Monday, Apr. 26, 1971

Harold and the Wolf

Apart from the jocular jottings of Columnist Russell Baker, the New York Times is not noted for its humor. Some delightful deadpan gave a lift to its front page last week, however, when Music Critic Harold Schonberg was, as it were, thrown to the wolves.

The man responsible was Metropolitan Editor Arthur Gelb, who spotted an offbeat story in the monthly magazine of Manhattan's Museum of Natural History; the article concluded that wolves howled not to frighten people but to communicate with other wolves. Gelb assigned Schonberg to write a professional critique of the calls of the wild. After listening to nearly an hour's worth of howling, Schonberg issued his straight-faced findings, complete with notational diagram:

> Wolves sing. > There are lupine vocal registers--soprano wolves, contralto wolves, tenor wolves, even a bass wolf or two. > Wolves have a characteristic call in which the interval of the major sixth (C to A) predominates.
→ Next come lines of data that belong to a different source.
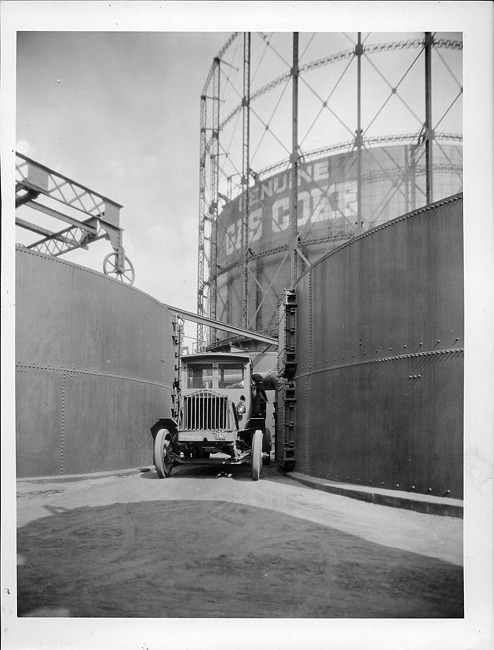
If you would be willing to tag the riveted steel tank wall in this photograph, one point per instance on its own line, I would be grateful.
(392, 183)
(379, 384)
(94, 369)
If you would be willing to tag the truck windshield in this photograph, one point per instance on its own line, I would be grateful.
(200, 375)
(230, 375)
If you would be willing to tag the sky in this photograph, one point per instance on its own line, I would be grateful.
(119, 112)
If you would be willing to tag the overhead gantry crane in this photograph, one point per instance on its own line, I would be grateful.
(42, 189)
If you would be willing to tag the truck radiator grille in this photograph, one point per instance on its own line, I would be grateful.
(205, 410)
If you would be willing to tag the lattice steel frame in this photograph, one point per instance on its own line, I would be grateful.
(208, 270)
(40, 188)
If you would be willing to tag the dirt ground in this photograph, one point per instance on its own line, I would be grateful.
(205, 543)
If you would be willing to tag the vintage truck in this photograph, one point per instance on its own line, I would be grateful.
(221, 416)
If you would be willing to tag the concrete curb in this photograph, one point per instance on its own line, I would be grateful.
(395, 499)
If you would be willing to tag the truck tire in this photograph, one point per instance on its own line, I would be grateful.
(163, 460)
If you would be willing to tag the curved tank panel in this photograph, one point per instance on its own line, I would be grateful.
(379, 381)
(94, 369)
(392, 182)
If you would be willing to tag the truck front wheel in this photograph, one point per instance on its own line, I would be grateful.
(163, 460)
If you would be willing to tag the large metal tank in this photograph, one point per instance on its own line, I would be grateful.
(94, 369)
(393, 182)
(368, 123)
(379, 344)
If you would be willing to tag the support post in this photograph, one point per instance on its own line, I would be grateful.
(358, 138)
(215, 166)
(429, 133)
(294, 192)
(245, 181)
(202, 217)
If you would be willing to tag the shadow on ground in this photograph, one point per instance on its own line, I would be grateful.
(217, 559)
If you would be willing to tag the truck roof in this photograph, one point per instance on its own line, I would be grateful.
(215, 355)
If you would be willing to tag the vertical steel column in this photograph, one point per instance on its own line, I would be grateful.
(202, 218)
(358, 52)
(294, 193)
(429, 134)
(245, 181)
(213, 212)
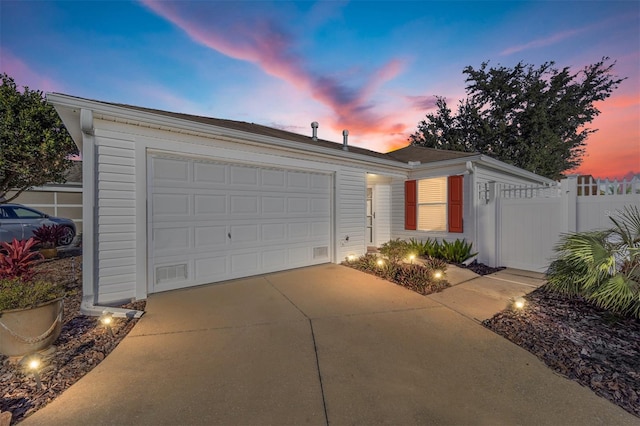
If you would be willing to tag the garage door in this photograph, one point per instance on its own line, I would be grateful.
(212, 221)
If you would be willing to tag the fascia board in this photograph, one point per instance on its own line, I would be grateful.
(135, 117)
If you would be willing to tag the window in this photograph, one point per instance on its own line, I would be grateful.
(434, 204)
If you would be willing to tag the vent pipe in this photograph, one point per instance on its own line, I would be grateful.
(345, 136)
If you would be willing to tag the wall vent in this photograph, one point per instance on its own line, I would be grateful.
(171, 273)
(321, 252)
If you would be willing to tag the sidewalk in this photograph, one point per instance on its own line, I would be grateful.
(481, 297)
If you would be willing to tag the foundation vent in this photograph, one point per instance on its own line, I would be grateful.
(171, 273)
(321, 252)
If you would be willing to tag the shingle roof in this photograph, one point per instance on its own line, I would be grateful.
(426, 155)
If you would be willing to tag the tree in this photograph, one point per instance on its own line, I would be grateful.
(34, 144)
(533, 118)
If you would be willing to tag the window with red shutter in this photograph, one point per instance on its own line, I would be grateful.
(410, 205)
(455, 203)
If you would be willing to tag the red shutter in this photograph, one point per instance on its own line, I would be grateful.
(455, 203)
(410, 205)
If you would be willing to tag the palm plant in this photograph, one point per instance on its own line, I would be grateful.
(602, 266)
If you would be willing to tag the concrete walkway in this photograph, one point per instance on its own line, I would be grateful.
(322, 345)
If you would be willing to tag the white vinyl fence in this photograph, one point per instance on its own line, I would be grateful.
(529, 221)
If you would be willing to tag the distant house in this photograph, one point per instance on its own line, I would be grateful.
(62, 200)
(174, 200)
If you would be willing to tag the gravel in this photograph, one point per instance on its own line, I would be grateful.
(579, 341)
(82, 344)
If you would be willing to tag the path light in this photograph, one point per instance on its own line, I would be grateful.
(33, 364)
(107, 319)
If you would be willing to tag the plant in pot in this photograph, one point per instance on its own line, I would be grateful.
(47, 237)
(30, 307)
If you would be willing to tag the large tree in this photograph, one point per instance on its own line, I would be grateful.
(34, 145)
(533, 118)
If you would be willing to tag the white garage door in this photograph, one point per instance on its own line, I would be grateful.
(213, 221)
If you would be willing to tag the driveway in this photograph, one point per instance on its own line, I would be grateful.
(319, 345)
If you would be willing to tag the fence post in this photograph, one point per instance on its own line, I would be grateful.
(569, 196)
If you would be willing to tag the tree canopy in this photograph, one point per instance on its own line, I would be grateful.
(34, 144)
(532, 118)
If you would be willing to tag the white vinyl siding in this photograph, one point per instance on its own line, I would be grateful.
(432, 204)
(116, 236)
(351, 189)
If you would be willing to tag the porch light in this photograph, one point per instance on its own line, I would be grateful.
(519, 303)
(107, 319)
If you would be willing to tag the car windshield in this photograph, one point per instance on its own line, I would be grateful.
(25, 213)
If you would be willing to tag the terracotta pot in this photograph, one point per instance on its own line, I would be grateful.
(23, 331)
(49, 253)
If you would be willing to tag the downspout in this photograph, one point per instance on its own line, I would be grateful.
(90, 222)
(471, 168)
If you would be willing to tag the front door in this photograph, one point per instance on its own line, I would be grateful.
(371, 215)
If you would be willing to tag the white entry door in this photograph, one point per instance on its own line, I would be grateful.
(212, 221)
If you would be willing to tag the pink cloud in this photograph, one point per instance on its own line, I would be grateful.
(23, 75)
(257, 37)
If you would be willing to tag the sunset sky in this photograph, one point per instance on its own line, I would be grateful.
(372, 67)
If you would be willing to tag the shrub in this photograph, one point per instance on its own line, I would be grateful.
(456, 252)
(395, 251)
(18, 259)
(49, 235)
(602, 266)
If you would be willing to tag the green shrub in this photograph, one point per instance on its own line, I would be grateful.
(395, 251)
(602, 266)
(456, 252)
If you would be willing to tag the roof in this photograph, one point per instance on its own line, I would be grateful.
(426, 155)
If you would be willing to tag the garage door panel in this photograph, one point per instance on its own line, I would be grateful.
(210, 204)
(210, 236)
(210, 173)
(213, 221)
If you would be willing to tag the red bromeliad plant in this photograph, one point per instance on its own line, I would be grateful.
(18, 260)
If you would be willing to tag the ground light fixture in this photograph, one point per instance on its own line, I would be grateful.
(32, 363)
(106, 319)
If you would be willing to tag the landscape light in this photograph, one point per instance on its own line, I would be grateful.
(33, 364)
(107, 319)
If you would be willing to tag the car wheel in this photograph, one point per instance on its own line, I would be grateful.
(67, 236)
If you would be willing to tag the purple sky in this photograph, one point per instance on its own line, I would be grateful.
(372, 67)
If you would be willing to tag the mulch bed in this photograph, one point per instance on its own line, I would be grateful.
(579, 341)
(81, 346)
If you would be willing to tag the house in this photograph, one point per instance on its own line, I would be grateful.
(174, 200)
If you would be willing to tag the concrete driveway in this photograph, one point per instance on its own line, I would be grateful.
(319, 345)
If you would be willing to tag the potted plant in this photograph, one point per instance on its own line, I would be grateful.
(47, 236)
(30, 307)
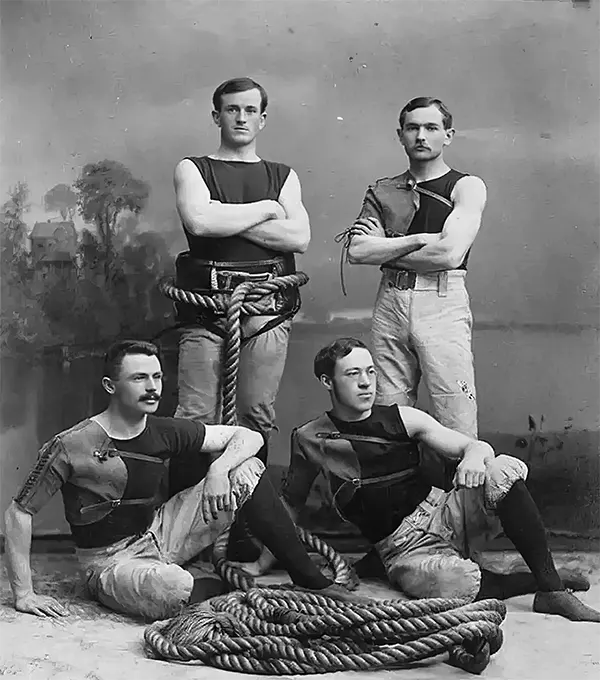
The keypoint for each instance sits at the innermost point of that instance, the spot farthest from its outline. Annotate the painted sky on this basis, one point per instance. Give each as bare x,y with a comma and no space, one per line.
85,80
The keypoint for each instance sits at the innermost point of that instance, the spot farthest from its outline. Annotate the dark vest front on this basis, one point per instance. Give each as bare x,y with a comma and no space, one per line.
373,468
237,182
432,213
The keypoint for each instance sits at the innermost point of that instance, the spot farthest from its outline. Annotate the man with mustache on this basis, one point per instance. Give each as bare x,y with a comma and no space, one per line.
429,541
130,540
418,228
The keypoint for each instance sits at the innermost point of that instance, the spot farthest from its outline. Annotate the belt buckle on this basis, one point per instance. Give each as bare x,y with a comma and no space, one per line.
227,279
404,279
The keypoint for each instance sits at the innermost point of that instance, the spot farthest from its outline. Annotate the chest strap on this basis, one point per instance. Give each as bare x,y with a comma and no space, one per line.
118,502
359,438
104,454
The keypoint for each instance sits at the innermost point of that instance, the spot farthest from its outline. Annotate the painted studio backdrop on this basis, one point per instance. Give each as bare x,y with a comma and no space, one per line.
96,91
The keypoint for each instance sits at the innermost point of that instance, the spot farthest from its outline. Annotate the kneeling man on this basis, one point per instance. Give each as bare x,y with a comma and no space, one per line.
428,540
131,540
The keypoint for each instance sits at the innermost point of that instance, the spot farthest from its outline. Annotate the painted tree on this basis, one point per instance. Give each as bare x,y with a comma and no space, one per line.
13,230
106,191
62,199
21,321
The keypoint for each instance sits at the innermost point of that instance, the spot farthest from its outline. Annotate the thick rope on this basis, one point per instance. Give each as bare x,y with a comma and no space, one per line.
250,298
279,631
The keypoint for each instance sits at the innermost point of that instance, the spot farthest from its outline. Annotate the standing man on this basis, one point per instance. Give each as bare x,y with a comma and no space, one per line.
244,220
418,228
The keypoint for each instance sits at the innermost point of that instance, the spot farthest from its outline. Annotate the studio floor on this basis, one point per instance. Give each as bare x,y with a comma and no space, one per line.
94,644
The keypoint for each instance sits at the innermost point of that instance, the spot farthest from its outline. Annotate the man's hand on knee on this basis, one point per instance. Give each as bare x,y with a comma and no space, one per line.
40,605
217,496
470,472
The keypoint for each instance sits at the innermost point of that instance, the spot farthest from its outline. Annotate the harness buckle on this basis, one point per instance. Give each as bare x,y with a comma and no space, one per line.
103,456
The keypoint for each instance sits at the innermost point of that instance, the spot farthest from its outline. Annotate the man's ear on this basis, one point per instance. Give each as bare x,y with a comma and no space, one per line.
108,385
326,382
449,136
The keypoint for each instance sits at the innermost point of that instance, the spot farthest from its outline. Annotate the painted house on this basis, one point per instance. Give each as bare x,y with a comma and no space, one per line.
53,248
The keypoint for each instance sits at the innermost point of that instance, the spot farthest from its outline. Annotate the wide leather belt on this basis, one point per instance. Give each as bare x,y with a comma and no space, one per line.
210,276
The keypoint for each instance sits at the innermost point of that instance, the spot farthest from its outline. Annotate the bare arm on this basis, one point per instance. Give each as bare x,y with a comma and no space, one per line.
18,525
204,217
448,249
287,235
370,245
235,445
474,455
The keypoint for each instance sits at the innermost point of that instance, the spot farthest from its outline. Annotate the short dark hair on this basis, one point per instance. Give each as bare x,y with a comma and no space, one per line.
423,103
116,352
239,85
328,356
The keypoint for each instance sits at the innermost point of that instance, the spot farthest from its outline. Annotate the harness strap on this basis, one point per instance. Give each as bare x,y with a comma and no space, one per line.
104,454
117,503
345,237
359,438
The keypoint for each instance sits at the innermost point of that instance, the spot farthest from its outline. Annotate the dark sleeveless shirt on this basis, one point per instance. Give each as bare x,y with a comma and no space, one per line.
237,182
378,509
431,215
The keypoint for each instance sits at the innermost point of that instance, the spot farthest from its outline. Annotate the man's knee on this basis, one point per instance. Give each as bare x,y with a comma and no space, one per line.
440,575
245,477
501,475
156,591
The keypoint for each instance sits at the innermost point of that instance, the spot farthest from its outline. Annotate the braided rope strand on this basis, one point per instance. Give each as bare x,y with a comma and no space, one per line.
237,632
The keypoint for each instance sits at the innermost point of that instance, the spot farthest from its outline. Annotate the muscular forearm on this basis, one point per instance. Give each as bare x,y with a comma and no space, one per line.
475,448
435,256
381,249
218,220
284,235
18,548
244,444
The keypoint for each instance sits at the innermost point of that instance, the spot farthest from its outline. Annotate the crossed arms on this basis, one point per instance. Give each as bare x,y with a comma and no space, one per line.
424,252
280,225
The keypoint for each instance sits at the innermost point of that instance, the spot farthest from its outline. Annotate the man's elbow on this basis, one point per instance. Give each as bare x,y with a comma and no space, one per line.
453,258
356,255
14,517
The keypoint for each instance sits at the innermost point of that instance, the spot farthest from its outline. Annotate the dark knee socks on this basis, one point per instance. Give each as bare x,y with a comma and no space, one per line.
271,523
503,586
523,525
205,588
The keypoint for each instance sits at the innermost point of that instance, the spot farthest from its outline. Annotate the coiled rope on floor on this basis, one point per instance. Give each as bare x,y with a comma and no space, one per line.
281,631
251,298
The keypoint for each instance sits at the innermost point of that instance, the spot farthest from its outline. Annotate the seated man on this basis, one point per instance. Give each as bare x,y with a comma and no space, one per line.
429,540
111,469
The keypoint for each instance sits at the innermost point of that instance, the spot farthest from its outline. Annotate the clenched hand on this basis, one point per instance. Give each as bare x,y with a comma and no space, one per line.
470,472
367,226
217,496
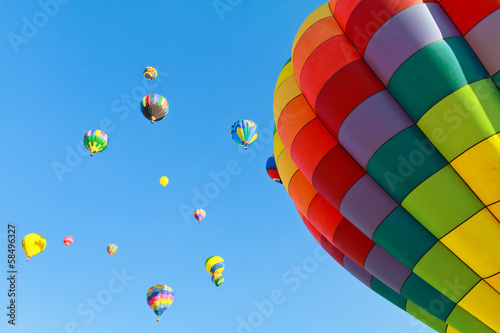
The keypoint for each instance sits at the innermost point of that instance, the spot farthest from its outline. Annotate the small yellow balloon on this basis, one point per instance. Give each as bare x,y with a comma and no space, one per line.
33,244
163,181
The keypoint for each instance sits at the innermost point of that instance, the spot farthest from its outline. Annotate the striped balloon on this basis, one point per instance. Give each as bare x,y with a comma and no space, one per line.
154,107
68,240
159,298
199,214
95,141
214,265
244,132
112,249
217,280
388,142
272,170
150,73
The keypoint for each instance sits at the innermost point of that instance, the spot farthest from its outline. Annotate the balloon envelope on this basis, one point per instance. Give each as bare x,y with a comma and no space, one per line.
214,265
33,244
112,249
95,141
154,107
199,214
159,298
218,279
244,132
390,150
150,73
163,181
68,240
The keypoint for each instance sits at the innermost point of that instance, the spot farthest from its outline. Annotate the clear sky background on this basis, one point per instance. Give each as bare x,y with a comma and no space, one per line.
72,66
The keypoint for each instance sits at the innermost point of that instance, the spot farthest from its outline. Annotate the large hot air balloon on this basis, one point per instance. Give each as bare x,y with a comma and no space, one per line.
150,73
163,181
68,240
33,244
159,298
388,143
244,132
154,107
272,170
112,249
199,214
214,265
218,279
95,141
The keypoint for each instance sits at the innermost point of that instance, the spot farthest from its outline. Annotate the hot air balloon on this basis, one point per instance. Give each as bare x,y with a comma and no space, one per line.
163,181
199,214
272,170
68,240
159,298
33,244
244,132
218,279
112,249
214,265
150,73
388,143
95,141
154,107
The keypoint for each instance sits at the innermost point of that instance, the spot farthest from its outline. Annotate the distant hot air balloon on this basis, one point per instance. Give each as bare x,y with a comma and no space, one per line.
163,181
214,265
150,73
218,279
95,141
199,214
33,244
68,240
244,132
272,170
159,298
154,107
112,249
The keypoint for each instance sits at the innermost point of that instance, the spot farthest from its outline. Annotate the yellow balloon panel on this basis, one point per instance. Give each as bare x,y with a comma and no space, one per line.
480,168
484,302
475,242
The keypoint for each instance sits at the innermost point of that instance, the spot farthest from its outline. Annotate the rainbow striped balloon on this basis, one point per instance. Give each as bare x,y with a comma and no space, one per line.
199,214
244,132
159,298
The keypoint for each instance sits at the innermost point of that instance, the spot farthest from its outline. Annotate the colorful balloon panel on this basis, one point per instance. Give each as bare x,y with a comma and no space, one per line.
389,112
112,248
68,240
154,107
214,265
150,73
95,141
244,132
33,244
272,170
217,280
159,298
199,214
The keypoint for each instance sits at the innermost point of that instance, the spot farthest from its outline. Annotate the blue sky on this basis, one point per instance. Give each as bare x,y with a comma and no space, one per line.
72,66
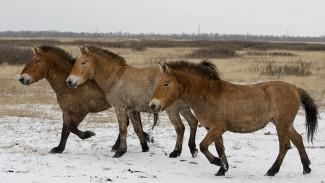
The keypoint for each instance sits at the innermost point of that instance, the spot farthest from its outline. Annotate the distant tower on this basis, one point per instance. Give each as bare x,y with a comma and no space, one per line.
198,30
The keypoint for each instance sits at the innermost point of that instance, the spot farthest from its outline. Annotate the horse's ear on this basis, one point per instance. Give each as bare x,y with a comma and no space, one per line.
84,50
161,68
36,49
167,69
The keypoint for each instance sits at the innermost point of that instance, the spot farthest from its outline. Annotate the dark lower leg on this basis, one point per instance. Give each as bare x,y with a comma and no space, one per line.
284,147
221,152
64,137
137,126
193,122
123,121
296,139
211,136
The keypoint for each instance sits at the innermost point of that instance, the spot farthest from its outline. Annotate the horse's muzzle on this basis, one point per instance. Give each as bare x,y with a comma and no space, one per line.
25,81
155,105
71,84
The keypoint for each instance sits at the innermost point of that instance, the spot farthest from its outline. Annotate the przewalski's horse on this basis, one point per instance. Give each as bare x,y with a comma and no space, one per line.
128,89
221,106
54,64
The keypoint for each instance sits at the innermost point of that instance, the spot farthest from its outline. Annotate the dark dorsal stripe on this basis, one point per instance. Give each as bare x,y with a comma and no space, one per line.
60,52
204,68
106,53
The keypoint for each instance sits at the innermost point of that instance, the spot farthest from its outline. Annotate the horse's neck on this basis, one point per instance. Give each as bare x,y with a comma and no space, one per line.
195,90
107,75
57,79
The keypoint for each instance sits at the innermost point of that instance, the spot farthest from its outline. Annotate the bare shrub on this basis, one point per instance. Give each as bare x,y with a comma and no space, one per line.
299,68
265,53
155,60
14,55
212,52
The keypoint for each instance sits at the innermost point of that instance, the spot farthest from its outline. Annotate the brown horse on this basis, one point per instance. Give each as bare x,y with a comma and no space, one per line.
54,64
128,89
221,106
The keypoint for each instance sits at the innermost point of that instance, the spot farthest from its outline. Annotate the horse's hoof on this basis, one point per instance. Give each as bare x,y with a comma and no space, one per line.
270,173
175,154
145,148
119,153
89,134
56,150
221,172
146,136
307,170
194,152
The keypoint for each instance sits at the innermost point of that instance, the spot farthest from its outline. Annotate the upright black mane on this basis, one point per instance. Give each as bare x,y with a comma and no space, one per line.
204,68
60,52
106,53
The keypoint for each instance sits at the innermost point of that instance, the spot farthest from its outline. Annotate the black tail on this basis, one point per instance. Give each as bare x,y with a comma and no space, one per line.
155,119
311,113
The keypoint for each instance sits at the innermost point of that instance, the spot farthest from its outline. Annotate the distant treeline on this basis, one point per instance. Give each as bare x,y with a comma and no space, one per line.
18,51
183,36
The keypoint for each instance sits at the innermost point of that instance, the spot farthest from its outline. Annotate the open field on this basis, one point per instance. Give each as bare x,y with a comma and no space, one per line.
31,120
302,64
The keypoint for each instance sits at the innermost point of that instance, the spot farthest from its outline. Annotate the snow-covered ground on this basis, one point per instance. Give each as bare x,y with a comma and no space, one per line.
25,143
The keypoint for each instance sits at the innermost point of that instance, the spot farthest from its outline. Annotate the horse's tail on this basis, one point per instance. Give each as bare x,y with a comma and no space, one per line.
155,119
311,112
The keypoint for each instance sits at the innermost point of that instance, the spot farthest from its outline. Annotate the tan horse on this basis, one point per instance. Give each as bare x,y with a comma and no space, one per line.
221,106
128,89
54,64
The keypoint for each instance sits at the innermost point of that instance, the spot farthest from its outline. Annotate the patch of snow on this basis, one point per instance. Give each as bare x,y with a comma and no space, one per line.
26,142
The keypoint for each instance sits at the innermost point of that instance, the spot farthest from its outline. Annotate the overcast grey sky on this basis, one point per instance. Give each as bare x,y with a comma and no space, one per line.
260,17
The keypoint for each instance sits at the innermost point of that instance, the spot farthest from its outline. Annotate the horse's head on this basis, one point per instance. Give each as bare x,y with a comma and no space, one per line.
83,69
35,69
167,90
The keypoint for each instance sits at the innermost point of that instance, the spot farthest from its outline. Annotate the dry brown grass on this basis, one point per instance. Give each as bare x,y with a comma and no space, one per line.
239,69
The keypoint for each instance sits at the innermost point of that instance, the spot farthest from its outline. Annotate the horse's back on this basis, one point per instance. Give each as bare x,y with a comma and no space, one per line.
87,98
134,88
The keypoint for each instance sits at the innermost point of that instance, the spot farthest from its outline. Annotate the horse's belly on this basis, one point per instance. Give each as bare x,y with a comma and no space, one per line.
247,126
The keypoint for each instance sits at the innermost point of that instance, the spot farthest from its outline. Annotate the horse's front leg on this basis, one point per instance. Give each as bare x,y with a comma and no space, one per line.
212,135
221,152
175,119
137,126
76,119
192,122
123,123
64,135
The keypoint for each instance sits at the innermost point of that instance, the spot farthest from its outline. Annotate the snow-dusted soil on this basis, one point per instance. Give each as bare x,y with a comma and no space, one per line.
25,143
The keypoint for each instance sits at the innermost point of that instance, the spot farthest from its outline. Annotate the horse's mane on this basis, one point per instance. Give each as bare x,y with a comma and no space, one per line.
204,68
106,53
60,52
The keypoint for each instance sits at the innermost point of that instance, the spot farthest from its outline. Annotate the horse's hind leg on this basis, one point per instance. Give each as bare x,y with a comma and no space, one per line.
284,143
137,126
116,145
296,139
122,121
212,135
193,122
64,137
221,152
179,128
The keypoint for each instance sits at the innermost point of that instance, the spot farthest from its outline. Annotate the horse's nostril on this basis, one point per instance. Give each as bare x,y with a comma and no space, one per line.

Schonberg further observed that "when one wolf starts howling, like Franco Corelli in Verdi's 'Di quella pira' from 11 Trovatore, the rest of the wolves join in, as in the choral sections of 'Di quella pira.' " He found that the best wolf virtuosos "start pianissimo, swell to a messa di voce to the sixth above, hold it sweetly and purely, then perhaps embellish to the upper partial before going down to a pianissimo and trailing off on an inconclusive microtonality near the tonic." Although some wolves have a range of more than an octave, Schonberg noted that "they try to trill, poor things, but do not really have the technique for it."

Story finished, Schonberg treated startled staffers in the Times city room to a few tenor and bass wolf howls of his own. Not bad,Gelb noted.